Glenn Satchell glenn.satchell at uniq.com.au
Thu May 12 06:20:24 UTC 2011


> On 05/11/11 11:21, Alex Bligh wrote:
>>
>>
>> --On 11 May 2011 23:04:27 +1000 Glenn Satchell
>> <glenn.satchell at uniq.com.au> wrote:
>>
>>> Sounds like it should work just fine. This is standard behaviour for
>>> remote subnets, for example. You can't always configure the dhcp server
>>> to have an interface on every subnet it serves.
>>
>> Thanks. I am familiar with remote subnets but they tend to use a proxy.

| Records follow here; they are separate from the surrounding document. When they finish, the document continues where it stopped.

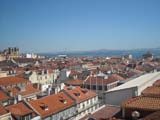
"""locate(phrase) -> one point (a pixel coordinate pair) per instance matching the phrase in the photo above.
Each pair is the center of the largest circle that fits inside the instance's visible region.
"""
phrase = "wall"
(117, 97)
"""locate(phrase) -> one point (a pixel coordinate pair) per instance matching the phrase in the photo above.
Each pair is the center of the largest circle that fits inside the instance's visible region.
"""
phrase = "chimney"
(44, 106)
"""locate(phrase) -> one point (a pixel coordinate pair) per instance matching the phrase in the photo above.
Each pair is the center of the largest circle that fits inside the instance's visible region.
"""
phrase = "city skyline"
(48, 26)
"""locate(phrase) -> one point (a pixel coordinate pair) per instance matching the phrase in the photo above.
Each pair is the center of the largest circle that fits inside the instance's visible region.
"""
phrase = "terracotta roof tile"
(157, 83)
(146, 103)
(3, 96)
(151, 91)
(19, 109)
(11, 80)
(55, 103)
(2, 110)
(103, 113)
(29, 89)
(153, 116)
(79, 94)
(74, 82)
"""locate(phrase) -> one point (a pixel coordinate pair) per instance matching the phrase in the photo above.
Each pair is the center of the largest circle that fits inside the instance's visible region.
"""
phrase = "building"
(21, 111)
(54, 107)
(44, 78)
(4, 98)
(86, 100)
(130, 89)
(3, 74)
(10, 82)
(141, 106)
(4, 114)
(105, 112)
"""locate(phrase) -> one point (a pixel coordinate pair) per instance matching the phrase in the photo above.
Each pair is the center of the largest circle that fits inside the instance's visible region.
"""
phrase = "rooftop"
(104, 112)
(74, 82)
(79, 94)
(3, 96)
(151, 91)
(139, 81)
(19, 109)
(147, 103)
(52, 104)
(11, 80)
(2, 110)
(153, 116)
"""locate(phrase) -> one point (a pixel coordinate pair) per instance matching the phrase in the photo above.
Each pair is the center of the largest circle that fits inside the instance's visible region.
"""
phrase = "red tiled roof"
(147, 103)
(29, 89)
(98, 80)
(74, 82)
(104, 113)
(151, 91)
(153, 116)
(157, 83)
(3, 96)
(2, 110)
(11, 80)
(19, 109)
(53, 102)
(79, 94)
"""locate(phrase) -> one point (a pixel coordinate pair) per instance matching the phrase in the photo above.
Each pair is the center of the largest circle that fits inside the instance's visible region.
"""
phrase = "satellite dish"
(135, 114)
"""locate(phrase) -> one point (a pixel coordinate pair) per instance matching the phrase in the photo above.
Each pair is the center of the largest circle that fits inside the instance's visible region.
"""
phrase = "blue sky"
(58, 25)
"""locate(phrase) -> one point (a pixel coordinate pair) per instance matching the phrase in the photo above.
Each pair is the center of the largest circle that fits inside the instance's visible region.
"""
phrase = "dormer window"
(44, 106)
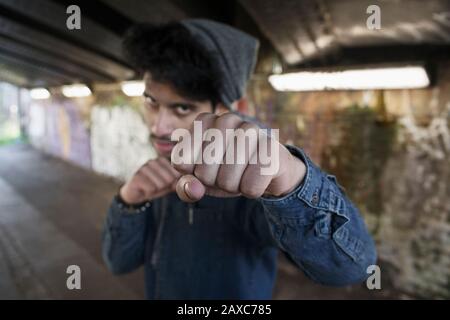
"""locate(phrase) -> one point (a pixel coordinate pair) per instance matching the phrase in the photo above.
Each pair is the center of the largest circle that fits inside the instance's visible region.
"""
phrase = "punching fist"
(243, 169)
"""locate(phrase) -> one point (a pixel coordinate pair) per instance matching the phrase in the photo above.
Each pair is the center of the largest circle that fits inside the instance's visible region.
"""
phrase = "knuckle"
(250, 191)
(226, 185)
(201, 173)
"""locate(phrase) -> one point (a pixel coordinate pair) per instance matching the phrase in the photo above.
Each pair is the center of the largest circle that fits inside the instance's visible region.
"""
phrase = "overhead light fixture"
(406, 77)
(133, 88)
(76, 91)
(39, 93)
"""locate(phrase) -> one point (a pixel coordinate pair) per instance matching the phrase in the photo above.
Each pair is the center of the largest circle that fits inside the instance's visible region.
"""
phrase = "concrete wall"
(390, 150)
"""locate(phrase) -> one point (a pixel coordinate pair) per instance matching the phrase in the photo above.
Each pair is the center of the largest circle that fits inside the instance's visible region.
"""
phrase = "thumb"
(190, 189)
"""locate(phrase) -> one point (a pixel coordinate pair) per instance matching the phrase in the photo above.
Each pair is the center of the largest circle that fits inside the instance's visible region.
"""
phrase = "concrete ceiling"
(36, 48)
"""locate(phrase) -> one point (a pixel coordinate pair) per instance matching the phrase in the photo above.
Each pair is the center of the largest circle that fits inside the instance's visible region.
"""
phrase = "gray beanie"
(236, 54)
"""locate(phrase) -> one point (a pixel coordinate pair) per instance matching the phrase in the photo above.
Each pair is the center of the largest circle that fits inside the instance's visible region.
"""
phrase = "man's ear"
(241, 105)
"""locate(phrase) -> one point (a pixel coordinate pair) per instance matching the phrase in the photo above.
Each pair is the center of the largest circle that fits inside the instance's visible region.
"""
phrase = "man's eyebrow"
(147, 95)
(172, 105)
(177, 104)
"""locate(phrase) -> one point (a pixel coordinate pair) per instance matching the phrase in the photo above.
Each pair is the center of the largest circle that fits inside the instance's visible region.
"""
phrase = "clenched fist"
(244, 173)
(154, 179)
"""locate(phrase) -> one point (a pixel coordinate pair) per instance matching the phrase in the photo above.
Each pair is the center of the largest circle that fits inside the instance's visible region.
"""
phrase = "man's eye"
(150, 103)
(182, 109)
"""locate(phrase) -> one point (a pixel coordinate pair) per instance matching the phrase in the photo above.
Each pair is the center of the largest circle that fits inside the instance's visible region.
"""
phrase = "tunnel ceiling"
(37, 49)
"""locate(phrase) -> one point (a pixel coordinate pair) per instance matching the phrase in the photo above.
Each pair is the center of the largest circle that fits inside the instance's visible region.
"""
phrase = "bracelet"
(132, 208)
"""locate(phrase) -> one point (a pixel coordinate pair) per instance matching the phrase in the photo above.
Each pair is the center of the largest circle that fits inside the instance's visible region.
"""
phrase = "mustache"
(161, 138)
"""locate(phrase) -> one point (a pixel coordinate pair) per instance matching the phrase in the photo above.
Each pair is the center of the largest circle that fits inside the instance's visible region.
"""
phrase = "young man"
(209, 231)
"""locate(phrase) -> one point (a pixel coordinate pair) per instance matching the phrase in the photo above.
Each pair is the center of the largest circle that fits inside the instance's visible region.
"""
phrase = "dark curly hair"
(174, 57)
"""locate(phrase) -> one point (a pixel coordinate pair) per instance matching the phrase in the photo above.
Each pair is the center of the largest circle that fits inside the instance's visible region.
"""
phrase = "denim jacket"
(226, 248)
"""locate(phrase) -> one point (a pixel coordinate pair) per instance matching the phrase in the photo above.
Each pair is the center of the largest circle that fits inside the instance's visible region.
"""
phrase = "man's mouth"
(163, 146)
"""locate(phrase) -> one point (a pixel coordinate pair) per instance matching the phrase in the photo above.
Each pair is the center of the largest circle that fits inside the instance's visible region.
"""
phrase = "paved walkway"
(51, 216)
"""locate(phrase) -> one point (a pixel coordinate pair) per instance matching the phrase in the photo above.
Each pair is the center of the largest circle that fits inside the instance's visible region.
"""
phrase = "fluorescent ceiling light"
(39, 93)
(133, 88)
(76, 91)
(408, 77)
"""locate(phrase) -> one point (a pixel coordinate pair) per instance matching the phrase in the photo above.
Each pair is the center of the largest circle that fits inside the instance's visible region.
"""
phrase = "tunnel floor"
(51, 216)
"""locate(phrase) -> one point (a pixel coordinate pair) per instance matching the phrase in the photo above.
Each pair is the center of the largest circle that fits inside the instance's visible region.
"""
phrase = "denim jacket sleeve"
(123, 238)
(321, 229)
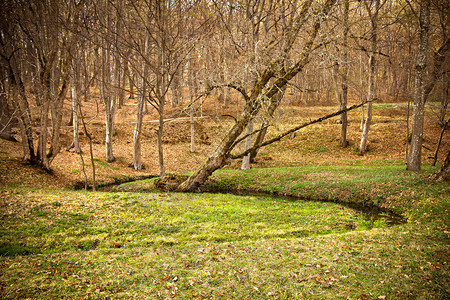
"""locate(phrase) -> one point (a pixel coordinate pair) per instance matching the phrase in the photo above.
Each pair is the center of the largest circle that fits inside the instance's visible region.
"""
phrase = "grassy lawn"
(74, 244)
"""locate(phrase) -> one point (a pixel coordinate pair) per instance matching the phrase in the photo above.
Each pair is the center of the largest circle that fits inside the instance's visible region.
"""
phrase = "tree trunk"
(444, 99)
(248, 144)
(6, 116)
(372, 74)
(253, 104)
(444, 173)
(274, 103)
(137, 152)
(415, 151)
(75, 123)
(344, 85)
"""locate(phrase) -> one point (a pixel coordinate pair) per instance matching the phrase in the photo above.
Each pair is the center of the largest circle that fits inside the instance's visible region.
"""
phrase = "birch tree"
(264, 87)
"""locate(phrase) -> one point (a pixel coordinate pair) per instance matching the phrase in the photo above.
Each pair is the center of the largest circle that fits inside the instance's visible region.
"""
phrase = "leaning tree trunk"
(137, 152)
(248, 143)
(372, 70)
(6, 116)
(253, 104)
(444, 173)
(274, 103)
(415, 151)
(344, 85)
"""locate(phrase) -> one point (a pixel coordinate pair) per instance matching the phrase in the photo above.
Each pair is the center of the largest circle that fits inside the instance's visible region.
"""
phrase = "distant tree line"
(178, 52)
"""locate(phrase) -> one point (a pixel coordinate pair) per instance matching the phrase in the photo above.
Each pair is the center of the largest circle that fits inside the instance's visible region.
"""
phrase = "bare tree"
(372, 72)
(262, 89)
(34, 39)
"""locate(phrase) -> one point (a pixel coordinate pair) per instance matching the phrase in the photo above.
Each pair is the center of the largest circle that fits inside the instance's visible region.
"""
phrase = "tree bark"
(372, 74)
(252, 106)
(415, 151)
(248, 143)
(444, 172)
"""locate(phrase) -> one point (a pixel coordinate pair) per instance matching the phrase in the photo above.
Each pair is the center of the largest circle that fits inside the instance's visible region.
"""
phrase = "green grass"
(74, 244)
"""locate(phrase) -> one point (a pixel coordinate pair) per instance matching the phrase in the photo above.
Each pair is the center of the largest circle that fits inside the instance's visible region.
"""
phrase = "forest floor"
(141, 243)
(318, 144)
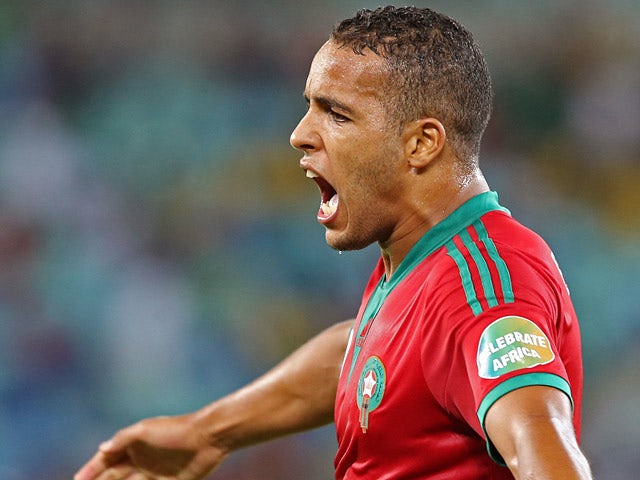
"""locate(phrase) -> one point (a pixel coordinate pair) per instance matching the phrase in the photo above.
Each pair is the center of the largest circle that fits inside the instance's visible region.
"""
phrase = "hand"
(162, 448)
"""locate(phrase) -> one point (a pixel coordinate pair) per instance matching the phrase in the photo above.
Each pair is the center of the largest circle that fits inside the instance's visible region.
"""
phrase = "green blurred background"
(158, 242)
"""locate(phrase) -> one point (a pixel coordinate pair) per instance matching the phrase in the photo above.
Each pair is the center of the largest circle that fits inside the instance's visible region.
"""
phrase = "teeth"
(330, 207)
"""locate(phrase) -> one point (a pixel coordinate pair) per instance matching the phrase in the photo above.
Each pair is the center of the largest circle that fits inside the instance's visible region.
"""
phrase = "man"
(464, 360)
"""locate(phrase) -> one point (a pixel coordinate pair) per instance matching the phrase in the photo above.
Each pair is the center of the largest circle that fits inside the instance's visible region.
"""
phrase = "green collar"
(461, 218)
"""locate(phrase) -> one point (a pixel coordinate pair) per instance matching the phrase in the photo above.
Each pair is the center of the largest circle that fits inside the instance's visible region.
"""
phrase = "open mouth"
(328, 197)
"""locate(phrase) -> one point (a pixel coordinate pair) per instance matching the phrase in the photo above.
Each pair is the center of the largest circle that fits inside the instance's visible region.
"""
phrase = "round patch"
(512, 343)
(372, 383)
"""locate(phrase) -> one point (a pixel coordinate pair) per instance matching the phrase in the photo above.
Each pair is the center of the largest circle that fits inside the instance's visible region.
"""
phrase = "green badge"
(512, 343)
(371, 387)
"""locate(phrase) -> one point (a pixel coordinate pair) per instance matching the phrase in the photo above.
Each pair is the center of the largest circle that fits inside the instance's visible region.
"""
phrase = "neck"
(427, 213)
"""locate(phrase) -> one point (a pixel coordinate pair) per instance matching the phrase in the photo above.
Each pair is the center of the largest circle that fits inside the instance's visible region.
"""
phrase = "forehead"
(339, 71)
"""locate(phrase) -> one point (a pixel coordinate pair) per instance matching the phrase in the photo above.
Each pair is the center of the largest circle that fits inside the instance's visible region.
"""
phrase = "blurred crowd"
(158, 242)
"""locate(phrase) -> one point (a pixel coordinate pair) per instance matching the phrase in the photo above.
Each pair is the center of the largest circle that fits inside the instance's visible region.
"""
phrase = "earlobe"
(425, 142)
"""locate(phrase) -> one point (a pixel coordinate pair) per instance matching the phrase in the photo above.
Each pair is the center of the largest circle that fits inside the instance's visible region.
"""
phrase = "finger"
(95, 467)
(121, 440)
(118, 472)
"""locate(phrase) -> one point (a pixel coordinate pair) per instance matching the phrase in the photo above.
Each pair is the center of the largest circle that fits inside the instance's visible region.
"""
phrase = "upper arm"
(532, 428)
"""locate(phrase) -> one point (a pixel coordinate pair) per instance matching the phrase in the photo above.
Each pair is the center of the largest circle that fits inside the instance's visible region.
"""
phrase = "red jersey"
(477, 309)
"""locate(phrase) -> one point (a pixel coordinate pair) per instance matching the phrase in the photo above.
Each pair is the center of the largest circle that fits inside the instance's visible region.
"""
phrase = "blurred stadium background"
(158, 242)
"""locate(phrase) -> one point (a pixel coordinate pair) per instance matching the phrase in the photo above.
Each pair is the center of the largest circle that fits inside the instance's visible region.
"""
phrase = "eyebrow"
(330, 104)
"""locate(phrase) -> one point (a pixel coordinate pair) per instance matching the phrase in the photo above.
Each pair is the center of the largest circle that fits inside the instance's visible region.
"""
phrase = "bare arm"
(532, 429)
(297, 394)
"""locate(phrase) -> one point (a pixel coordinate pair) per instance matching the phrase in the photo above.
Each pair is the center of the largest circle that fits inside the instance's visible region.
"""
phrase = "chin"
(344, 243)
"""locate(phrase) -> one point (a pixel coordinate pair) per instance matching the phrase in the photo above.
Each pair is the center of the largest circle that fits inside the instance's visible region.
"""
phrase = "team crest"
(371, 387)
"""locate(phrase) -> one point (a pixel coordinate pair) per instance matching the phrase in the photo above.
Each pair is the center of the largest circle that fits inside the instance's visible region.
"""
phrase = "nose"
(304, 137)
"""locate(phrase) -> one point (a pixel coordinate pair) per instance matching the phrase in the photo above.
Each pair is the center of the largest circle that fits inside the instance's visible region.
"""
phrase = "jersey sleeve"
(503, 328)
(511, 347)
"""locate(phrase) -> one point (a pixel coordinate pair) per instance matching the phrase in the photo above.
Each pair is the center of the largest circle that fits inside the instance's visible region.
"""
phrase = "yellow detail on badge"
(510, 344)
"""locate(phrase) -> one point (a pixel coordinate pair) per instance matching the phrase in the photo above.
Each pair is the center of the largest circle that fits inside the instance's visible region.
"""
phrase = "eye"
(338, 117)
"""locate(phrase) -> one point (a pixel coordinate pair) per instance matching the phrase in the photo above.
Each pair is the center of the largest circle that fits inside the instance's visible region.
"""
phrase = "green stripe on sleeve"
(483, 269)
(501, 266)
(465, 276)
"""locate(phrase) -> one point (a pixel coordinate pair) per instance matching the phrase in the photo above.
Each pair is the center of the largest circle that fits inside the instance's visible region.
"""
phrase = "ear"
(424, 140)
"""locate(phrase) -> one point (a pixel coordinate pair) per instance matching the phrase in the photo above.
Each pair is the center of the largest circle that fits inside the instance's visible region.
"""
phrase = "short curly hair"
(435, 68)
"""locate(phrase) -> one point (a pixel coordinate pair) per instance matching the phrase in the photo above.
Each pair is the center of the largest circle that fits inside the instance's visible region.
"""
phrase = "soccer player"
(464, 360)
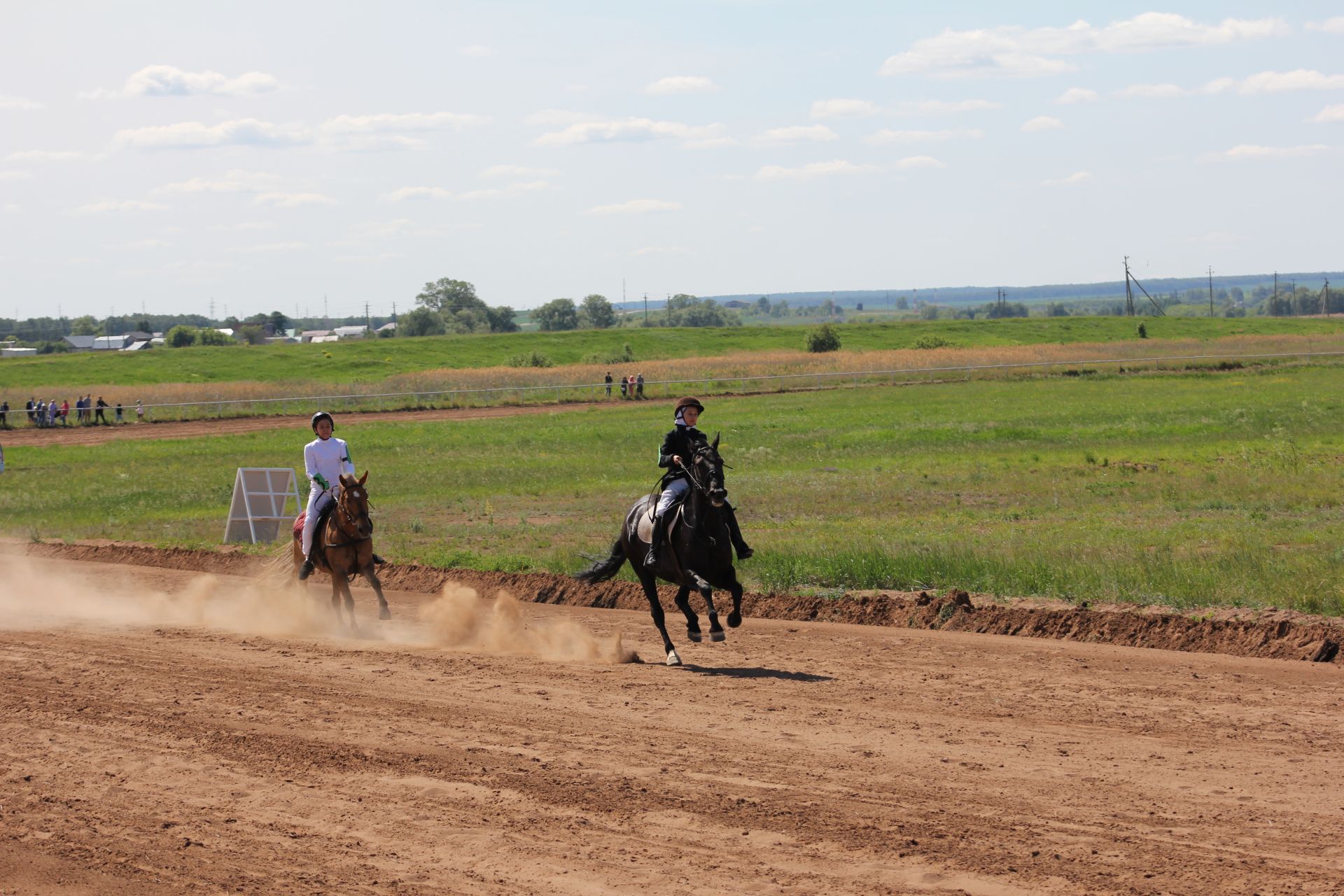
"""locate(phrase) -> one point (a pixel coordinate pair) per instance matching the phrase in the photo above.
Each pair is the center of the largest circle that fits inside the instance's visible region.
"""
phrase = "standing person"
(678, 449)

>> I am not using a proxy but relying on having an interface on the same
>> broadcast domain but not the same subnet. I can't see how a reasonable
>> client could differentiate this from a proxy, but as we all know not
>> all clients do reasonable things!
>>
> That is the purpose of the proxy.  To be on the same network and when
> relaying the DHCP request identify to the DHCP server what subnet it
> came from.
>
> DHCP relay is normally handled by the router(default gateway)
>
> But if an interface is on the same broadcast domain, but on a different
> subnet, how will that interface determine what subnet the broadcast
> packet came from?  I don't think it can.
>
> Lyle Giese
> LCR Computer Services, Inc.
>
You are right, the server can't. This is a "shared-network" and the dhcp
server will allocate an address from one of the pools in the shared
network. But without some way of distinguishing the requests, eg some sort
of class membership or fixed-address in the server configuration it will
pseudo-randomly assign from one of the pools.